Porque uns pecam mais e outros menos; mas todos somos pecadores e precisamos do perdão de pecados e da vida eterna; e isso só se encontra em Jesus.

Reforçando o que falei no início deste artigo; alguns dizem que o futebol é a sua vida, e outros dizem que o futebol é pecado, para outros o futebol é o seu deus; mas na minha pequenez, eu digo que ambos estão errados; como um ex-jogador de futebol, e como um Capelão de Atletas eu digo: “Futebol é Esporte, Educação, Cultura e Saúde; mas só Jesus Cristo é Vida.”

Não foi qualquer um que falou o que vai ouvir em seguida, foi o Apóstolo Paulo; ele disse que Jesus é Deus na Terra; veja o que ele disse à respeito de Jesus: “Jesus é a imagem visível, do Deus invisível”

Agora eu finalizo com alguns conselhos para alguém que quer fazer diferença na vida e no futebol:

O tempo passa muito rápido; hoje eu estou caminhando para os 57 anos de idade, e estou envelhecendo; não tenho mais forças para brincar de futebol, e pouca força para trabalhar; por isso te digo:

– Primeiro; independentemente de você viver no meio do futebol ou não, convide JESUS para ser seu melhor amigo; pois com Ele, você é mais do que um vencedor!
– Em segundo lugar; para quem quer ser um vencedor tanto no futebol quanto na vida; acredite em você; mas não perca um minuto sequer da sua vida; estude, se atualize, pesquise; quem quer conquistar seu espaço e permanecer trabalhando no futebol; se prepare para ser e fazer o seu melhor.
Quer você queira ser, ou já seja um atleta; ou um treinador, preparador físico, fisioterapeuta, fisiologista, roupeiro, massagista, analista, presidente, etc; dê o seu máximo, o seu melhor; 100% já não serve mais no nosso tempo, tem que dar no mínimo 120%.
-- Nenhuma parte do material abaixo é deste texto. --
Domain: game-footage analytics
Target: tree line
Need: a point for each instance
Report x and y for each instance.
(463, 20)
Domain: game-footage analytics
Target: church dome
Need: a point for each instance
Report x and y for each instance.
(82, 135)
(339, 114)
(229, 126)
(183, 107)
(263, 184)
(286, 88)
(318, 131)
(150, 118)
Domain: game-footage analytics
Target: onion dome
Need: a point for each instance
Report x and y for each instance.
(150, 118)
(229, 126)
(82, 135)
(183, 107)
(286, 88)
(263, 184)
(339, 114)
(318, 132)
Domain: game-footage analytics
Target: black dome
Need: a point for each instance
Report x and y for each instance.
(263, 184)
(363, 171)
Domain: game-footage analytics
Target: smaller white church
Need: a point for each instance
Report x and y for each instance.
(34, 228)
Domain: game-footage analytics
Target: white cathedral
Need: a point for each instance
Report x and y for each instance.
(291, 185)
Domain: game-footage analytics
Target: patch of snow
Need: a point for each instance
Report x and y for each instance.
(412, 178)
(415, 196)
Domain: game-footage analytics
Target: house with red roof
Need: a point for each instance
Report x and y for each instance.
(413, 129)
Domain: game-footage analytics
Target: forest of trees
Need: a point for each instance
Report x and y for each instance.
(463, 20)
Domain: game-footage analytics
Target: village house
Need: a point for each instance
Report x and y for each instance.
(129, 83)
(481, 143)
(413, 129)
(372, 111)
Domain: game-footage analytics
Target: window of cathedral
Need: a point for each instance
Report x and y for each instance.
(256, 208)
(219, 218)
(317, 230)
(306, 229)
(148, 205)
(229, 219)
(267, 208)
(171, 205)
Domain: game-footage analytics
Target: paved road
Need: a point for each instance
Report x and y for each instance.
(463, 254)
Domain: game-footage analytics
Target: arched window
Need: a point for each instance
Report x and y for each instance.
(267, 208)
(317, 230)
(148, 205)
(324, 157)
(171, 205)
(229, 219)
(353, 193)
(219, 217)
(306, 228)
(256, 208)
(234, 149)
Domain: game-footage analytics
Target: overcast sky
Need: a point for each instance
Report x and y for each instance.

Agora preste bem atenção neste conselho: – Faça isso, mas não só no trabalho; mas também como homem, como pai, como filho, como irmão(ã), como marido ou esposa; mas principalmente, como um menino ou uma menina, como uma mulher ou um homem de Deus; vivendo o cristianismo com integridade!

Para quem quer trabalhar no futebol; seja numa pré-temporada, numa inter-temporada, no infantil, juvenil, júnior ou profissional, você não tem que ser o melhor; mas tem que dar sempre o seu melhor.
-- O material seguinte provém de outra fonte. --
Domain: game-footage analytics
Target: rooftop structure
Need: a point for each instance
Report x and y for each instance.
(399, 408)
Seja o melhor preparador que você consegue ser; seja o melhor auxiliar técnico, o melhor fisiologista, o melhor treinador, o melhor analista, o melhor nutricionista, etc, que é possível que você seja; senão você só sobrevive, mas não vive; no meio, e do futebol.

Não perca um segundo sequer, procure ser o melhor no que faz; você não sabe quando e qual porta vai se abrir para você trabalhar; mas independente de qual seja; esteja preparado sempre, para fazer o seu melhor; mas não só o melhor no teu ponto de vista, mas o melhor para o meio onde escolheu viver e trabalhar.
Nem sempre nós vamos fazer o que gostamos, por isso, precisamos nos aperfeiçoar nas mais variadas áreas que podemos atuar no tipo de trabalho que escolhemos como profissão.

Se prepare para fazer o seu melhor com as capacidades que possui; primeiro para Jesus, o Deus vivo na terra; depois para você mesmo e para sua família; e também no seu trabalho; enquanto estiver fazendo isso, não vai te faltar espaço no futebol e na vida.